“Let me know,” said Perseus gently, for he was filled with pity for the king’s tears.
“My daughter, the Princess Andromeda,” answered the king, “is condemned to a horrible death; I know not whether she is yet alive.”
“How,” asked Perseus, “can a king’s daughter be condemned to death against her father’s will?”
“No wonder it sounds strange,” answered Cepheus; “but listen: Andromeda is my only child. For some reason—I know not what—the gods have permitted the land to be ravaged by a monster which came out of the sea, whose very breath is a blight and a pestilence, and which spares neither man, woman, nor child. Not one of us is left without cause to mourn. Fearing the destruction of all my people, I asked of the great oracle of Ammon in what way the work of the monster could be stayed. Alas! the oracle declared that nothing would avail but delivering up Andromeda herself to its fury to be devoured. What could I do? Could I doom all my people to lose all their children for the sake of my own? There was but one thing for a king, who is the father of all his people, to do: and even now—” But he could say no more.

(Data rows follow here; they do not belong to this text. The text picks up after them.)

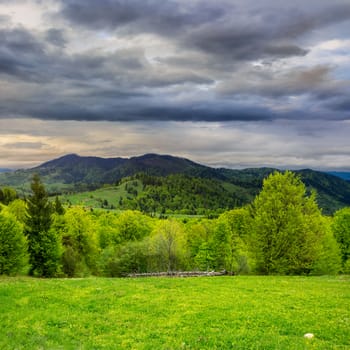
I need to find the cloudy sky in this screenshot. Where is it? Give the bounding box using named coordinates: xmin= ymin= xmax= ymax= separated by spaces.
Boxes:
xmin=0 ymin=0 xmax=350 ymax=170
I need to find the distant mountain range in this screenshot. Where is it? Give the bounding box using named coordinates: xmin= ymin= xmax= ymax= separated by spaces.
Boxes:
xmin=327 ymin=171 xmax=350 ymax=181
xmin=0 ymin=154 xmax=350 ymax=213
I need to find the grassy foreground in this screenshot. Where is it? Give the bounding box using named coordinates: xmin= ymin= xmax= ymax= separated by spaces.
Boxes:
xmin=0 ymin=276 xmax=350 ymax=350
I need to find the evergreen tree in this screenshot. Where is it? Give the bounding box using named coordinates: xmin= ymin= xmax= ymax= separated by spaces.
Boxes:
xmin=26 ymin=174 xmax=60 ymax=277
xmin=332 ymin=208 xmax=350 ymax=273
xmin=0 ymin=211 xmax=28 ymax=275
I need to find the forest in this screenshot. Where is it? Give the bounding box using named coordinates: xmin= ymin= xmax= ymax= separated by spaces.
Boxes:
xmin=0 ymin=171 xmax=350 ymax=277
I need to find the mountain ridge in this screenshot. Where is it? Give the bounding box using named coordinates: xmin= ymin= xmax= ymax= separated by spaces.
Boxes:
xmin=0 ymin=153 xmax=350 ymax=212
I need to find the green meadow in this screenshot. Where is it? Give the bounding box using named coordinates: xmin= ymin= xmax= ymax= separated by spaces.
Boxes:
xmin=0 ymin=276 xmax=350 ymax=350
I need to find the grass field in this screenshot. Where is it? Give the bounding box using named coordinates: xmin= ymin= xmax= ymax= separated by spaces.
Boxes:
xmin=0 ymin=276 xmax=350 ymax=350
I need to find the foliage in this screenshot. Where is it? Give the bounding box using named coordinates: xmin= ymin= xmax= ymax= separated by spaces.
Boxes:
xmin=7 ymin=199 xmax=27 ymax=224
xmin=332 ymin=208 xmax=350 ymax=273
xmin=58 ymin=207 xmax=99 ymax=277
xmin=0 ymin=276 xmax=350 ymax=350
xmin=213 ymin=208 xmax=250 ymax=274
xmin=25 ymin=174 xmax=61 ymax=277
xmin=251 ymin=171 xmax=325 ymax=274
xmin=151 ymin=220 xmax=185 ymax=271
xmin=311 ymin=217 xmax=342 ymax=275
xmin=0 ymin=187 xmax=18 ymax=205
xmin=0 ymin=210 xmax=28 ymax=275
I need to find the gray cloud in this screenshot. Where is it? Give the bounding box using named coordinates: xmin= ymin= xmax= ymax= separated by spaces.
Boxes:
xmin=0 ymin=0 xmax=350 ymax=127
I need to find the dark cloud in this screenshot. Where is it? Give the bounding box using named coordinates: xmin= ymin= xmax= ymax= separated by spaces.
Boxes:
xmin=0 ymin=0 xmax=350 ymax=126
xmin=61 ymin=0 xmax=227 ymax=35
xmin=0 ymin=28 xmax=47 ymax=80
xmin=46 ymin=28 xmax=67 ymax=47
xmin=3 ymin=142 xmax=45 ymax=149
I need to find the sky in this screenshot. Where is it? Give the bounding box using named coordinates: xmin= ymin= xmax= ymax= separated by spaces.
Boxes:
xmin=0 ymin=0 xmax=350 ymax=171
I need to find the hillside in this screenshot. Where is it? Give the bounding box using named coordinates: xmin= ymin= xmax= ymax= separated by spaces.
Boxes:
xmin=0 ymin=154 xmax=350 ymax=214
xmin=328 ymin=171 xmax=350 ymax=181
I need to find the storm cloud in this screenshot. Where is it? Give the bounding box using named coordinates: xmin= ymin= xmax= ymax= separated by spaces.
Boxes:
xmin=0 ymin=0 xmax=350 ymax=170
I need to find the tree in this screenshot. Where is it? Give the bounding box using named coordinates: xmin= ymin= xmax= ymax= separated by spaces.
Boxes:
xmin=58 ymin=207 xmax=99 ymax=277
xmin=332 ymin=208 xmax=350 ymax=273
xmin=251 ymin=171 xmax=326 ymax=274
xmin=0 ymin=211 xmax=28 ymax=275
xmin=151 ymin=220 xmax=185 ymax=272
xmin=0 ymin=187 xmax=18 ymax=205
xmin=213 ymin=208 xmax=250 ymax=274
xmin=25 ymin=174 xmax=61 ymax=277
xmin=311 ymin=217 xmax=342 ymax=275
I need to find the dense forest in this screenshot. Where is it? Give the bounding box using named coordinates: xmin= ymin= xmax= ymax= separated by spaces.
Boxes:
xmin=0 ymin=154 xmax=350 ymax=215
xmin=0 ymin=171 xmax=350 ymax=277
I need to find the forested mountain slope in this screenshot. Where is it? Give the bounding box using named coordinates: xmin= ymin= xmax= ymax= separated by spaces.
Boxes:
xmin=0 ymin=154 xmax=350 ymax=213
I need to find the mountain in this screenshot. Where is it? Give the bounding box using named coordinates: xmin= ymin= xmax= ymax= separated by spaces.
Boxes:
xmin=328 ymin=171 xmax=350 ymax=181
xmin=0 ymin=154 xmax=350 ymax=213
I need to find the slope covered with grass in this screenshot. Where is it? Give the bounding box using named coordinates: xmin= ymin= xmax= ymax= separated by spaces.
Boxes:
xmin=0 ymin=276 xmax=350 ymax=350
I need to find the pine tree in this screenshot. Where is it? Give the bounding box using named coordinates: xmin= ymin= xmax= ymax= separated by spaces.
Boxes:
xmin=26 ymin=174 xmax=60 ymax=277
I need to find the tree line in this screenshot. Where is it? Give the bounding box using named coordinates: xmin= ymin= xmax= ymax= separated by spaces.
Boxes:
xmin=0 ymin=171 xmax=350 ymax=277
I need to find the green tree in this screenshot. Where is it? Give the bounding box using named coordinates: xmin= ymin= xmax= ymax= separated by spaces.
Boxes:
xmin=59 ymin=207 xmax=99 ymax=277
xmin=25 ymin=174 xmax=61 ymax=277
xmin=332 ymin=208 xmax=350 ymax=273
xmin=0 ymin=187 xmax=18 ymax=205
xmin=251 ymin=171 xmax=326 ymax=274
xmin=151 ymin=220 xmax=185 ymax=272
xmin=185 ymin=219 xmax=215 ymax=271
xmin=311 ymin=217 xmax=342 ymax=275
xmin=213 ymin=208 xmax=250 ymax=274
xmin=0 ymin=211 xmax=28 ymax=275
xmin=117 ymin=210 xmax=152 ymax=242
xmin=7 ymin=199 xmax=27 ymax=224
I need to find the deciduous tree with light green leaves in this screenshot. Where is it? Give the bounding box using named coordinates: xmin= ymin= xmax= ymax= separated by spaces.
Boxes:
xmin=251 ymin=171 xmax=327 ymax=274
xmin=0 ymin=210 xmax=28 ymax=275
xmin=332 ymin=208 xmax=350 ymax=273
xmin=213 ymin=208 xmax=250 ymax=274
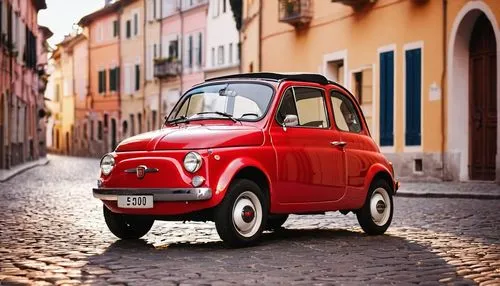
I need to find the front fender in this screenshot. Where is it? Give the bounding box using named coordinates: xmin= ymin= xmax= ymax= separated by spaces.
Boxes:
xmin=364 ymin=163 xmax=395 ymax=193
xmin=215 ymin=157 xmax=271 ymax=196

“Oracle or no oracle,” cried Perseus, “it shall not be while I am alive! Where is the princess?”
“She was chained at sunrise to a rock on the sea-shore, there to wait for the monster. But where she is now—”
Perseus did not wait for another word, but, leaving the palace, hurried along the shore, already half covered by the rising tide, helping himself over the difficult places by the wings at his heels. At last he came to what made his heart beat and burn with pity and rage. Chained by her wrists to a pillar of rock was the most beautiful of all princesses, stripped naked, but for the long hair that fell over her shoulders, and for the rising waves, which were already nearly waist-high. But what struck Perseus most was her look of quiet courage and noble pride—the look of one who was devoting herself to a cruel death for her country’s sake, and in order that others might be saved.
The whole heart of Perseus went out to her: he vowed, if he could not save her, to share her doom. But before he could reach her side, a huge black wave parted, and forth came the monster—a creature like nothing else of land or sea, with a bloated, shapeless body, studded with hungry, cruel eyes, and hundreds of long, slimy limbs, twisting and crawling, each with a yawning mouth, from which streamed livid fire and horrible fumes. Andromeda turned pale as the loathsome creature came on with a slowness more dreadful than speed. Perseus could not wait. Springing from the rock with his wings, he threw himself, like lightning, full upon the monster, and then began such a struggle as had never been seen before. The creature twined its limbs round Perseus, and tried to crush him. As soon as Perseus tore himself from one, he was clutched by another, while the pulpy mass seemed proof against thrusts or blows.
Perseus felt his life passing from him; he put all the strength left him into one last blow. It fell only on the monster’s right shoulder. But that was the one place where it could be pierced. The coils relaxed, and Perseus, to his own amaze, saw the monster floating, a shapeless corpse, upon the waves.
Having released Andromeda, who had watched the struggle in an agony of dread for what had seemed the certain fate of her champion, he carried her back through the air to her father’s palace; and I need not tell how the mourning turned into wonder and joy!